Many churches throughout the world use a Bible reading schedule called a "lectionary." It's just a fancy word meaning "selected readings." Posts like this reflect on the readings for an upcoming Sunday or other Church holiday, as found in the historic one-year lectionary.
In the time of Jeremiah the prophet there was a plague going on among the people of Israel. It was a plague of misinformation, of false teaching, of enthusiastic preaching that resulted in condemnation and destruction. Jeremiah 23:16-17 warns about this in no uncertain terms.
We don’t have to look around us very carefully to see the same kind of false teaching, both inside Christianity and outside of it. Several allegedly Christian leaders have been teaching and preaching about “casting vision” and even placing ideas in a “vision book” or on a “vision board,” telling their follower that if they put their dreams up in a concrete form, then pray about them regularly, God will bless them with the fulfillment of those dreams, whether they are financial or social desires. In the end, the person who is posting those ideas on a vision board exalts himself to the position of God, effectively commanding the entire universe to comply and grant his wish. It is false teaching, to be avoided like the plague.
Among non-Christian elements in society these ideas are rampant, which shouldn’t surprise any of us. People are told to pursue their dreams, that there is nothing they can’t do, and that everything will go according to their plans and desires.
Of course, from an earthly perspective, sometimes our desires work out just fine, especially if they are appropriate desires. I want to have productive work in a particular field, it is a field that offers opportunities, I can get the training or education needed, and I find that I am enriched by having a fulfilling line of work which pays me well. It’s perfectly reasonable. Or I am interested in having a very positive relationship with my wife, so I decide that I am going to steadfastly treat her well, with patience, kindness, love, and all the rest. As time goes on, usually that relationship will blossom and turn out quite well.

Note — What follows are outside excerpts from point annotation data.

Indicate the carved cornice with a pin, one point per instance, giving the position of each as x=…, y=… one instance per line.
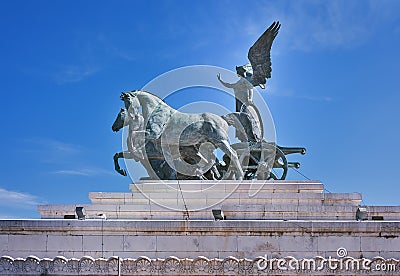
x=59, y=265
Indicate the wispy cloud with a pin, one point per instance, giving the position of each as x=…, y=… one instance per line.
x=17, y=199
x=83, y=172
x=74, y=73
x=310, y=25
x=49, y=145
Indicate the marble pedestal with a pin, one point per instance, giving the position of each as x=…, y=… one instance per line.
x=284, y=222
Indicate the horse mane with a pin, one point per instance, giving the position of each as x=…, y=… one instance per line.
x=145, y=91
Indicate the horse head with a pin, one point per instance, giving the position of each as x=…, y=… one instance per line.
x=120, y=121
x=130, y=100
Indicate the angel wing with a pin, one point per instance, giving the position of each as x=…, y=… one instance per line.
x=259, y=56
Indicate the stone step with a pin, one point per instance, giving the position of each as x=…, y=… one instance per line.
x=207, y=198
x=248, y=211
x=282, y=186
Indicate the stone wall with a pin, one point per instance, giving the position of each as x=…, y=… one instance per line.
x=247, y=239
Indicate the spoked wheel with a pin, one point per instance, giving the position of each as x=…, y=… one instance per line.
x=280, y=168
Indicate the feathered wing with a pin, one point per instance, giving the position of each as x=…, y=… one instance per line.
x=259, y=56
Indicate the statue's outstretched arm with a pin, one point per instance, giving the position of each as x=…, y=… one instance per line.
x=250, y=95
x=228, y=85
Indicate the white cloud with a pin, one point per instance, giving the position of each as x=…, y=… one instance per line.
x=82, y=172
x=17, y=199
x=74, y=73
x=309, y=25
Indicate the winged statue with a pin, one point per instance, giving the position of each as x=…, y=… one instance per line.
x=255, y=73
x=259, y=68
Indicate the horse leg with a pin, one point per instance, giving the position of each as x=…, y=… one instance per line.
x=226, y=148
x=116, y=164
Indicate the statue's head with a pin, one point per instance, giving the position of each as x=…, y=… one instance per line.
x=120, y=121
x=241, y=71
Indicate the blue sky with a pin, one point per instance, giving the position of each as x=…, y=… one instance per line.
x=334, y=87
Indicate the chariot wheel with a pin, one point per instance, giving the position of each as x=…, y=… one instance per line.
x=280, y=167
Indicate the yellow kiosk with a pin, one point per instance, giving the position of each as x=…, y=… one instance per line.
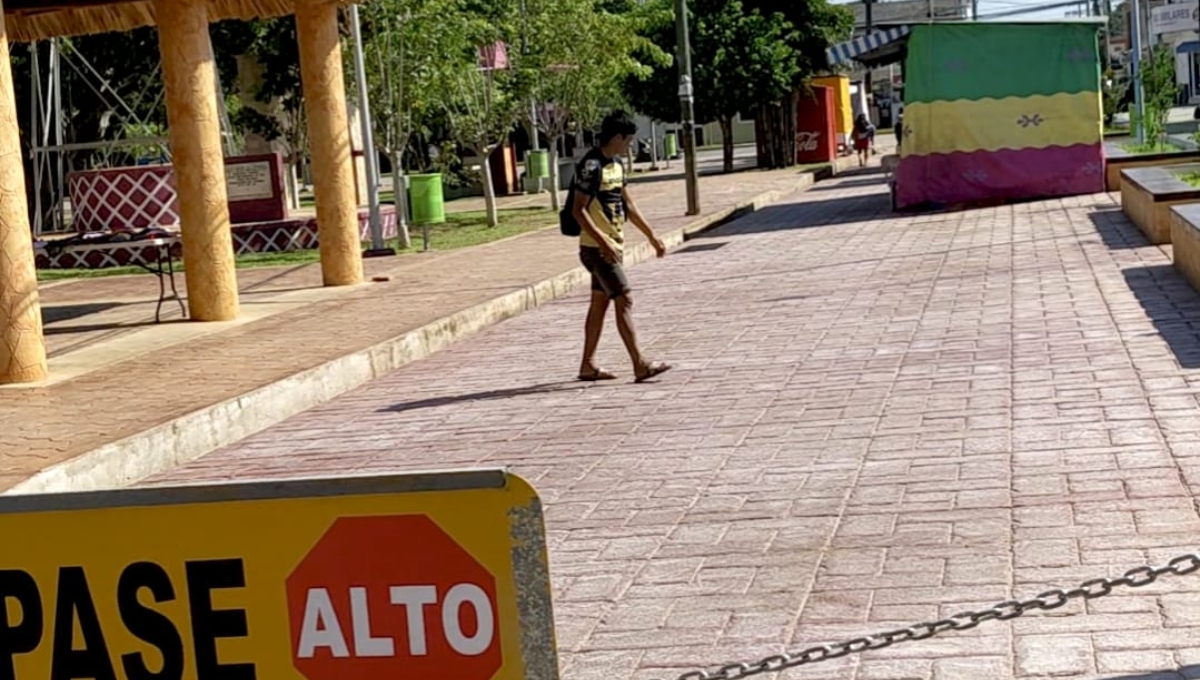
x=844, y=115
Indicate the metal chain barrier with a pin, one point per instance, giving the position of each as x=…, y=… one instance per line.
x=1009, y=609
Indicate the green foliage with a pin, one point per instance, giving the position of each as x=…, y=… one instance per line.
x=816, y=25
x=1158, y=90
x=412, y=48
x=574, y=55
x=741, y=56
x=273, y=44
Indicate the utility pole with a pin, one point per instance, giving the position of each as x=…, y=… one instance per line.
x=867, y=77
x=687, y=104
x=378, y=247
x=1139, y=112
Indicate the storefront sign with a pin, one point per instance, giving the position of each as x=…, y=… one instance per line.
x=1174, y=18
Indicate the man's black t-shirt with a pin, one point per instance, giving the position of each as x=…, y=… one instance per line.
x=603, y=179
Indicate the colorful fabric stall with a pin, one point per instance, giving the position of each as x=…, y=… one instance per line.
x=1001, y=112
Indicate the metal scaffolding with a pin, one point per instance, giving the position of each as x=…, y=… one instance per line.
x=52, y=160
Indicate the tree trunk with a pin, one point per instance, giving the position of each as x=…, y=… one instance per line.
x=400, y=199
x=727, y=142
x=555, y=199
x=493, y=217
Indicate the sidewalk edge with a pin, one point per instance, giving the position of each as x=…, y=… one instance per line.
x=223, y=423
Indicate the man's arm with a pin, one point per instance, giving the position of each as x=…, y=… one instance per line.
x=639, y=221
x=585, y=218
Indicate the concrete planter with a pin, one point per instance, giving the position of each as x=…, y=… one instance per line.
x=1186, y=241
x=1149, y=193
x=1116, y=160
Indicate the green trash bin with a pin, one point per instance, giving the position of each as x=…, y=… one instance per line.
x=669, y=143
x=538, y=164
x=425, y=198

What if we try to pursue visions which are not compatible with what God has given us, or if we try to push an earthly agenda on our own authority and it isn’t one that will work? I won’t even mention the fact that I would love to be a star basketball player except that I don’t have any reasonable ability or athletic inclination. And I’m well under six feet tall. And in my fifties. God isn’t going to change my height or my career in that direction. It isn’t God’s fault, it is a problem if I decide that’s my agenda and God owes it to me.

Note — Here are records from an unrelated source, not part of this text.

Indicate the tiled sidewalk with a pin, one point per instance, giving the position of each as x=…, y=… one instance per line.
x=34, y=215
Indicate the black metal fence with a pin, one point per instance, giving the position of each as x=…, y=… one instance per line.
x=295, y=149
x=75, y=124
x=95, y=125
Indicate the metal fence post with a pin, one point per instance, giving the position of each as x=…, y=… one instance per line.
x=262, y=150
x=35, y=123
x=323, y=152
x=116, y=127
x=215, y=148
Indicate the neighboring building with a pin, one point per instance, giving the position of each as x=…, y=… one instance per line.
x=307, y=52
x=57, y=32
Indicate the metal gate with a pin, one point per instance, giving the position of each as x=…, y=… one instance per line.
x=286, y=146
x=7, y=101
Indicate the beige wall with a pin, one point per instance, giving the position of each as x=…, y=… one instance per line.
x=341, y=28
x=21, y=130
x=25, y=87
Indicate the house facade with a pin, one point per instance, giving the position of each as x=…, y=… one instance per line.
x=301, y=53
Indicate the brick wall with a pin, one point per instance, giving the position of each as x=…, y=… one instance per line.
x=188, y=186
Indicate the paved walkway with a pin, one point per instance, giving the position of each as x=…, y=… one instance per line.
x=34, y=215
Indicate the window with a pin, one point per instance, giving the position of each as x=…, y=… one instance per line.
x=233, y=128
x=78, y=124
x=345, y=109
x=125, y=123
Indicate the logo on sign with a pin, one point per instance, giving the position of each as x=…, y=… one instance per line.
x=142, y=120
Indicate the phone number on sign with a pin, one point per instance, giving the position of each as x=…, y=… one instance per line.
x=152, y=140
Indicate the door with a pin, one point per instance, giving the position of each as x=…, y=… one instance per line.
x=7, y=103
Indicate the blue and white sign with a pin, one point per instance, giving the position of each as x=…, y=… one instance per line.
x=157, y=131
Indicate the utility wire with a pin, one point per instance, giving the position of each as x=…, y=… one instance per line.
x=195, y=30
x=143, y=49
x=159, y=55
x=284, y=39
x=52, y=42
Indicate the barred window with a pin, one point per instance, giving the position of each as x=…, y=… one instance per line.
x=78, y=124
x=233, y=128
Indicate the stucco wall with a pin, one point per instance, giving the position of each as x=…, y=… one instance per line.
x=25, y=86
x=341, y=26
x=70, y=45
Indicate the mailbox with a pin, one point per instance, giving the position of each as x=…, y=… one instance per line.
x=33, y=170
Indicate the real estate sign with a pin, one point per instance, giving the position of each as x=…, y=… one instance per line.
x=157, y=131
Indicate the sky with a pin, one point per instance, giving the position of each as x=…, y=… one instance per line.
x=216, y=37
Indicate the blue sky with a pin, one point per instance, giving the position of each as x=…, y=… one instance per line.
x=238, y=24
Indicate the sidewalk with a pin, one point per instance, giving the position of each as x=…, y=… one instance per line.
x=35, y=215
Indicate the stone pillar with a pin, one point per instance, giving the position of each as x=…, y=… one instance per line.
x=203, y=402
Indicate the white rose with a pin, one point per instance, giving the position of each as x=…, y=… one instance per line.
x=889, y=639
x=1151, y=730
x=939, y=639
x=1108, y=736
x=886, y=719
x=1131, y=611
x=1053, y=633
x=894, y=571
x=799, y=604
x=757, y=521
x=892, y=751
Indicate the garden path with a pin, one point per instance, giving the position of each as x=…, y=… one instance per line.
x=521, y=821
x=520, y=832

On the earthly front, what happens when, for instance, we start realizing that people treat other people badly, that we can’t always change it, and we think we should always be able to make it happen? Or, worse yet, we think that someone else should be able to make people stop treating others badly? We become angry, frustrated, and often treat someone badly.
When we decide to take things into our own hands and run them, we’re setting ourselves up for failure, for frustration, and for condemnation before God, because we are taking on the role that only God has. Rather than pursuing our own course, let us ask what God in His Word has said he is going to do for us, for our neighbors, and how He would have us live in recognition of his mercy and grace.
In Jeremiah’s time, the nation of Israel fell captive to the Babylonians. The prophets who were saying everything would be all right were dead wrong. Or were they? God used this time of captivity to show that He can preserve a people for his name even when those people are deported and enslaved. He later set the people free physically, then spiritually as he sent Jesus, God the Son, born of a line preserved through the time of captivity, to set all who believe free from sin and death. Everything turns out all right, but it is in God’s plan, not our plan.